What is the latest science telling us about climate change?
The Hindu
2024's record-breaking temperatures increase pressure on policymakers to address climate change as scientists warn of faster-than-expected global warming impacts.
After another record-breaking year for global temperatures in 2024, pressure is rising on policymakers to step up efforts to curb climate change.
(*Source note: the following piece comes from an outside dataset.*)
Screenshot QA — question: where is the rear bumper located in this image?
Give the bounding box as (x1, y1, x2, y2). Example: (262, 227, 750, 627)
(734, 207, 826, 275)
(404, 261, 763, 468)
The last global scientific consensus on the phenomenon was released in 2021 through the Intergovernmental Panel on Climate Change, but scientists say evidence shows global warming and its impacts have since been unfolding faster than expected.
Here is some of the latest climate research.
The world may already have hit 1.5 degrees C of warming above the average pre-industrial temperature - a critical threshold beyond which it is at risk of irreversible and extreme climate change, scientists say.
A group of researchers made the suggestion in a study released in November based on an analysis of 2,000 years of atmospheric gases trapped in Antarctic ice cores.
Scientists have typically measured today's temperatures against a baseline temperature average for 1850-1900. By that measure, the world is now at nearly 1.3 C (2.4 F) of warming.
But the new data suggests a longer pre-industrial baseline, based on temperature data spanning the year 13 to 1700, which put warming at 1.49 C in 2023, the study published in the journal Nature Geoscience said.
The warming of the Atlantic could hasten the collapse of a key current system, which scientists warn could already be sputtering.